1/ Lemme do a 1-slide presentation since I'm feeling job sick. Title: How to Actually Manage Attention Without Smashing Your Phone and Retreating to a Log Cabin
2/ Premise: FOMO is good. Being plugged in is good. There is valuable info at all levels from twitter gossip to philosophy books. You should stay plugged in. You can manage anxiety and beat the House without resorting to shaming social platforms into managing attention for you. That's a terrible yielding of agency.
3/ Inspiration from 2 sources: The famous quote "small minds discuss people, average minds discuss events, great minds discuss ideas" ( = y axis) and Richard Hamming's idea of scheduling "Great Thoughts" calendar time in You and Your Research
4/ What the "unplug for self-care" crowd doesn't get is that you are part of a Giant Social Computer in the Cloud (GSCITC) computing the future. The level and latency at which you consume information and act on it determines your "job" in the social computer. Your shitposting and FOMO are functional.
5/ The reason the unplugging doesn't work for most people is not that the Evil Platform Companies are trying to hack your attention and turn you into a helpless addict (though they are) but because you rationally realize you need a job in the GSCITC.
6/ If you don't manage your information economy career, you will default to the lowest-level job in the social computer: processing very low-latency information with small-minded cognition (bottom left) for small bets. It's the equivalent of low-level bug reporting/testing.
7/ This isn't a bad thing. A big groupmind composed of lots of small minds doing small-minded cognition can compute very profound things. It's just that your individual role in it is small. You can't see past the "people" and "events" level implications, but the emergent GSCITC can. Still, you can and should aspire to more.
8/ The way to manage your attention is not to "unplug" or do some sort of bullshit Classical Liberal virtue signaling crap of "I only read Ancient Greek authors" but to be sensitive to your current mind size (small to great) and consciously target the zone you want to be in, moving fluidly between small/great mind.
9/ There are THREE ways to fail at this: a) Thinking you can be Great Minded all the time. b) Trying to be Great Minded purely on a low-latency information diet (upper-left red box) c) Trying to consume a high-latency information diet without aspiring to more than small-minded thoughts (lower-right red box)

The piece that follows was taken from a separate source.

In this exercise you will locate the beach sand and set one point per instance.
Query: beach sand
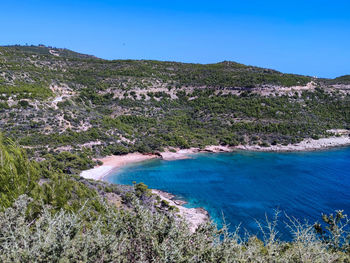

10/ The first failure mode manifests as trying to consume only information at your target level. Like only reading The Economist and journal papers, and trying to produce only in institutional modes. This will fail. You need some information diet input from ALL levels to work at ANY level
11/ The second failure mode manifests as trying to have Great Thoughts on a diet of pure low-latency live information (upper-left red box). This failure mode is common among people who take the investing/seeking-alpha (signal to bet on that hasn't already been priced in by markets) attitude to information too literally.
12/ The final failure mode is trying to keep up with all the information at all latencies at a small-minded level (lower-right red box) Reading every trending tweet and every bestselling big history book and everything in between, but ALL at the same small-minded level (ie as people gossip or play-by-play event tracking). Unsustainable.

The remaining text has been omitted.